Security Policies
HiveMind OS enforces data-classification boundaries so that sensitive information never leaks to under-classified channels. This guide walks through configuring override policies, classification rules, prompt-injection scanning, organisational lockdown, and the audit log.
Classification Rules
Every piece of data carries a label. Every outbound channel (provider, MCP server, webhook) declares what it accepts.
| Level | Tag | Accepts |
|---|---|---|
| 0 | PUBLIC | Safe to send anywhere |
| 1 | INTERNAL | Org-managed cloud endpoints |
| 2 | CONFIDENTIAL | Private / local channels only |
| 3 | RESTRICTED | Never leaves the device |
Labelling providers and MCP servers
Set channel_class on each provider and MCP server:
models:
providers:
- id: openai
channel_class: public # only receives PUBLIC data
- id: ollama-local
channel_class: local-only # receives all levels
mcp_servers:
- id: corporate-kb
channel_class: internal # PUBLIC + INTERNALData inherits its classification from its source — clipboard from a password manager is RESTRICTED, a public web page is PUBLIC. The knowledge graph propagates the highest ancestor classification to child nodes. You can also manually tag any snippet or node.
Configuring Override Policies
When data would cross a classification boundary, the override_policy controls what happens:
security:
override_policy:
internal: prompt # ask before sending
confidential: prompt
restricted: block # never allow, even with consent| Action | Behaviour |
|---|---|
block | Blocked — user is informed but cannot override |
prompt | User sees the data, source classification, and target channel; can Allow / Deny / Redact |
allow | Automatically permitted (dev/testing only) |
redact-and-send | Strips sensitive tokens with [REDACTED] and sends without prompting |
WARNING
Never set RESTRICTED to allow in production. Restricted data includes credentials and secrets that must not leave the device.
Prompt Injection Scanning
External data (tool results, MCP responses, web content) can carry adversarial instructions.

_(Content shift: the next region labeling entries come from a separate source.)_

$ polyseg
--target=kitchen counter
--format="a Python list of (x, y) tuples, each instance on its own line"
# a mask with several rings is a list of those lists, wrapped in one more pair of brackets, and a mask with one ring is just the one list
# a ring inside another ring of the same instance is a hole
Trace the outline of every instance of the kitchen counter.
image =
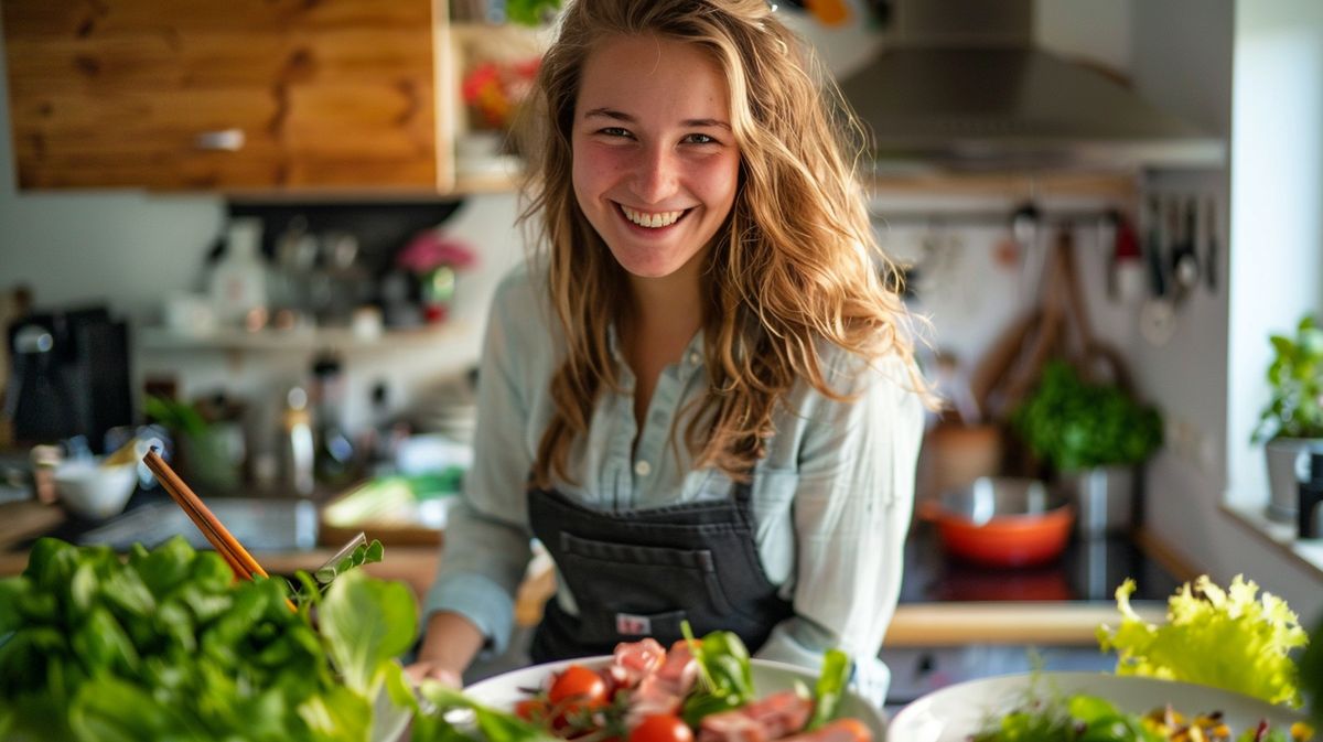
[[(135, 496), (135, 505), (143, 507), (144, 500), (149, 504), (156, 499)], [(89, 528), (65, 518), (54, 505), (33, 501), (0, 505), (0, 575), (22, 571), (28, 562), (25, 546), (37, 536), (74, 540)], [(254, 552), (267, 571), (292, 574), (315, 570), (335, 549)], [(369, 565), (368, 571), (404, 581), (422, 597), (431, 585), (437, 562), (435, 546), (388, 544), (385, 561)], [(1192, 575), (1164, 559), (1160, 548), (1143, 534), (1134, 541), (1074, 538), (1060, 559), (1037, 567), (979, 567), (945, 554), (931, 528), (919, 524), (906, 542), (900, 604), (885, 645), (1095, 645), (1097, 627), (1118, 618), (1113, 593), (1126, 577), (1134, 577), (1139, 585), (1134, 597), (1136, 610), (1150, 620), (1160, 620), (1166, 598)], [(516, 608), (521, 626), (540, 620), (542, 602), (553, 590), (549, 569), (531, 573)]]
[(905, 545), (900, 604), (886, 647), (1037, 644), (1095, 647), (1115, 623), (1115, 589), (1134, 578), (1131, 603), (1147, 620), (1192, 573), (1144, 532), (1135, 538), (1072, 537), (1060, 558), (1032, 567), (984, 567), (942, 550), (934, 529), (916, 525)]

HiveMind OS runs an isolated scanner model that analyses payloads before they reach the agent loop.
Setup
- Enable model-based scanning — optionally use a fast, cheap, local model:
security:
prompt_injection:
enabled: true
model_scanning_enabled: true
scanner_models:
- provider: ollama-local
model: smollm2-360m # fast, stays on-device- Configure scan policies:
security:
prompt_injection:
enabled: true
scan_sources:
workspace_files: true
mcp_responses: true
web_content: true
messaging_inbound: true
action_on_detection: prompt # block | prompt | flag | allow
confidence_threshold: 0.7
cache_ttl_secs: 3600
max_payload_tokens: 4096
batch_small_payloads: true- On detection — depending on
action_on_detection:
| Action | Result |
|---|---|
block | Payload rejected; agent sees "Content blocked by injection scanner" |
prompt | User sees flagged spans and can Allow / Block / Redact |
flag | Content marked as flagged and passed through for audit |
allow | Verdicts recorded for audit only — nothing blocked |
WARNING
The scanner model should be local whenever possible. Sending potentially injected payloads to a cloud provider for scanning defeats the isolation purpose.
Audit Log
Every data-flow decision is recorded in a tamper-evident local log.
- Location:
~/.hivemind/audit.log - What's logged: allowed/blocked/redacted decisions, classification overrides, user justifications, prompt-injection scan verdicts, content hashes, timestamps
- UI: The Audit Log tab provides filtering by type, verdict, source, and date range. The Risk Scans sub-tab shows all security scan results.
Querying the risk scan ledger
-- All blocked injection attempts in the last 24 hours
SELECT source, threat_type, confidence, scanned_at
FROM risk_scans
WHERE scan_type = 'prompt_injection'
AND verdict = 'detected'
AND scanned_at >= datetime('now', '-1 day');
-- Top risky sources
SELECT source, COUNT(*) as detections
FROM risk_scans
WHERE verdict != 'clean'
GROUP BY source;Export query results for compliance by piping from the CLI or using the UI export action.
Example: Block Secrets from Cloud Providers
This policy ensures credentials and API keys never reach any cloud provider:
security:
override_policy:
restricted: block # secrets are always blocked
confidential: redact-and-send # strip sensitive tokens automatically
internal: allow
prompt_injection:
enabled: true
model_scanning_enabled: true
scanner_models:
- provider: ollama-local
model: smollm2-360m
scan_sources:
workspace_files: true
mcp_responses: true
web_content: true
action_on_detection: block
models:
providers:
- id: openai
kind: open-ai-compatible
channel_class: public
- id: azure-openai
kind: open-ai-compatible
channel_class: internal
- id: ollama-local
kind: ollama-local
channel_class: local-onlyWith this config, secrets (RESTRICTED) are always blocked from leaving the device, confidential data is automatically redacted before reaching cloud endpoints, and prompt injection payloads are blocked outright.